I thank the right hon. Member for East Ham (Stephen Timms) for his contribution on new clause 23. Anyone who sells or hires, offers for sale or hire, exposes or has in his possession for the purpose of sale or hire anything contained in the Criminal Justice Act 1988 (Offensive Weapons) Order 1988 is guilty of an offence. That applies to not only people but bodies corporate. Where the user of a website places advertisements for anything contained in the order on that website, the website service provider may be able to rely on the defence under regulation 19 of the Electronic Commerce (EC Directive) Regulations 2002. Whether regulation 19 applies will depend on the facts of the case. There may well be jurisdictional issues if the service provider is based overseas. Regulation 19 does not apply where the provider of the website is offering the items for sale directly and where the provider had actual knowledge of the unlawful activity. We therefore consider that the provider of a website who sells items on it directly would be likely to be caught under the wording of the legislation. Where the provider of the website is enabling advertisements to be placed by others, the defence under regulation 19 may be available. That is an awful lot of legalese, but this discussion is timely, as the Government prepare the online harms White Paper.

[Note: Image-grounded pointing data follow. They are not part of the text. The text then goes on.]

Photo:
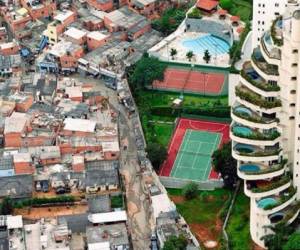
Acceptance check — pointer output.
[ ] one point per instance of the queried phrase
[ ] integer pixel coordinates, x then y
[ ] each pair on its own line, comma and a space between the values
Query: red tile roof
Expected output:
207, 5
222, 12
235, 18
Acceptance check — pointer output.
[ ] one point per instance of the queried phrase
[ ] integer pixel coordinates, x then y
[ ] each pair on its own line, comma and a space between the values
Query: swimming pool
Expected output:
266, 202
244, 148
249, 168
243, 110
215, 45
275, 218
242, 130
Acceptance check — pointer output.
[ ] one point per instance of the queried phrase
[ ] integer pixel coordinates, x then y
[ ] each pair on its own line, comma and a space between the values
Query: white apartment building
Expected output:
265, 130
264, 12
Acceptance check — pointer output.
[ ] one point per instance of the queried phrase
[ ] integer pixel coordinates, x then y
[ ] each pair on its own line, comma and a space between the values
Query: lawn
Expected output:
155, 98
203, 214
160, 127
238, 227
205, 209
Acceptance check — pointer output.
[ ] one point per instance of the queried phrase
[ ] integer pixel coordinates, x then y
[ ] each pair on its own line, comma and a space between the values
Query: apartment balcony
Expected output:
262, 67
250, 153
247, 117
264, 188
287, 215
246, 135
255, 101
254, 171
275, 203
276, 31
269, 50
252, 80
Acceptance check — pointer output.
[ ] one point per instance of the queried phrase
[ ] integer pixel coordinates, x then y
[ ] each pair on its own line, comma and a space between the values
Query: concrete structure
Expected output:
264, 12
265, 129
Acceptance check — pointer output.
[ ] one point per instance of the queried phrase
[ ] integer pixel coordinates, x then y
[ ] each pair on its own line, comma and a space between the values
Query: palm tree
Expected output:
206, 56
279, 237
173, 53
190, 55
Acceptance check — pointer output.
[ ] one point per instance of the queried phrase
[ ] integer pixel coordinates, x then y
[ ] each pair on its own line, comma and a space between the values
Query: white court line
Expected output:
177, 166
195, 157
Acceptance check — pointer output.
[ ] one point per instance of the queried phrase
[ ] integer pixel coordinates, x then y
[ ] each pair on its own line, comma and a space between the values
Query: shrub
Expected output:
226, 4
190, 191
195, 13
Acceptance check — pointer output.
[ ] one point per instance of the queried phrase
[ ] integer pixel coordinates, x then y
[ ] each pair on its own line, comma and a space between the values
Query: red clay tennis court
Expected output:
178, 138
192, 81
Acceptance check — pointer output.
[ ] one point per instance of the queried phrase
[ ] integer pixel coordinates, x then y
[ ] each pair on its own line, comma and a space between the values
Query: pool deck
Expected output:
221, 60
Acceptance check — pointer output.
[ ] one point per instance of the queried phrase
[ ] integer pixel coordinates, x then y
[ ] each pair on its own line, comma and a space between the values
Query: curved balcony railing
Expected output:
251, 76
255, 99
254, 118
263, 65
252, 134
272, 203
269, 48
271, 185
257, 170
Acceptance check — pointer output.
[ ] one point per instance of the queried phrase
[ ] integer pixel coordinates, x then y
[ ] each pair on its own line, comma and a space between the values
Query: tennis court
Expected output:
193, 160
206, 129
192, 81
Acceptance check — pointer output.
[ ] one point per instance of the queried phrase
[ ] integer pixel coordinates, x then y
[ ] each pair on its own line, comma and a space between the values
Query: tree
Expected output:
225, 164
190, 191
173, 53
226, 4
206, 56
7, 206
175, 243
145, 71
190, 55
278, 237
157, 154
293, 242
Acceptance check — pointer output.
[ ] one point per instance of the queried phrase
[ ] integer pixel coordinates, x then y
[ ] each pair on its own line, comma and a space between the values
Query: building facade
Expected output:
265, 129
264, 12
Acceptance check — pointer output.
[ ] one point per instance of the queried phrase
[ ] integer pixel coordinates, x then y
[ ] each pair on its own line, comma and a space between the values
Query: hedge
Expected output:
221, 112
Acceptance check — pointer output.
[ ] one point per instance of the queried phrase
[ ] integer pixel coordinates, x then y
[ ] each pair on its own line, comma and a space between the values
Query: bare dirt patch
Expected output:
177, 199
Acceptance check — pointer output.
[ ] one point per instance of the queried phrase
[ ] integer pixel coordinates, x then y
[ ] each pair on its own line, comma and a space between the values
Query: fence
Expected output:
171, 182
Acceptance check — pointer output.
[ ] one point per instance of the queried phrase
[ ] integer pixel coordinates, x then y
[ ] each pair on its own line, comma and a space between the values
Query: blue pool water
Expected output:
243, 110
265, 202
274, 218
242, 130
253, 75
244, 148
215, 45
249, 168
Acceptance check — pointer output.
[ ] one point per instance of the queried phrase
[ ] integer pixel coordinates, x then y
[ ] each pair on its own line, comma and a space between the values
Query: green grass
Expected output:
156, 98
205, 208
238, 228
163, 133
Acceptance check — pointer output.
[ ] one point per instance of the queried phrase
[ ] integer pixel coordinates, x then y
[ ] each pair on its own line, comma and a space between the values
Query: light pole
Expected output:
204, 82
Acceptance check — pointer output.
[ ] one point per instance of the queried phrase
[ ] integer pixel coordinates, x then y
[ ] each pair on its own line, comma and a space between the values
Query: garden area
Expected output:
238, 228
204, 213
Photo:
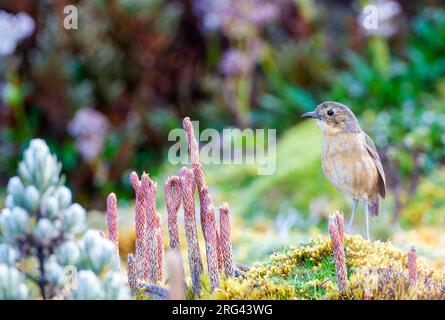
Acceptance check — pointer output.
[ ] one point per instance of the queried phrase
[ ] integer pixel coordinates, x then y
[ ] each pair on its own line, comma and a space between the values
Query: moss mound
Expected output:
376, 270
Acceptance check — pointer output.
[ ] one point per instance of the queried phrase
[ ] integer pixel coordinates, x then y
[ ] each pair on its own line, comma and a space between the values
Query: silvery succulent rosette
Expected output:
46, 250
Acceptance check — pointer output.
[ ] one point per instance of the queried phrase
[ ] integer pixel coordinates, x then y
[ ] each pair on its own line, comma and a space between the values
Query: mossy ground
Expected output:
376, 270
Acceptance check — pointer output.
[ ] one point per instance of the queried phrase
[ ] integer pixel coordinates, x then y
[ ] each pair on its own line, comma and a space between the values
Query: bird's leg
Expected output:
354, 206
365, 202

I turn to amendments 8, 9 and 10, tabled by the hon. Member for Sheffield Central (Paul Blomfield). Age verification checks cannot be done only at the point when the seller is processing the sale and preparing the item to be dispatched. Checks also need to be done when the item is handed to the purchaser. That is why we are stopping bladed products—namely, articles with a blade capable of causing serious injury—from being delivered to residential addresses. The amendments would undermine what the Bill is trying to achieve and seem to introduce some sort of validation scheme by the Government to enable certain online sellers—those awarded trusted seller status—to deliver bladed products to residential addresses. That goes against what the Bill seeks.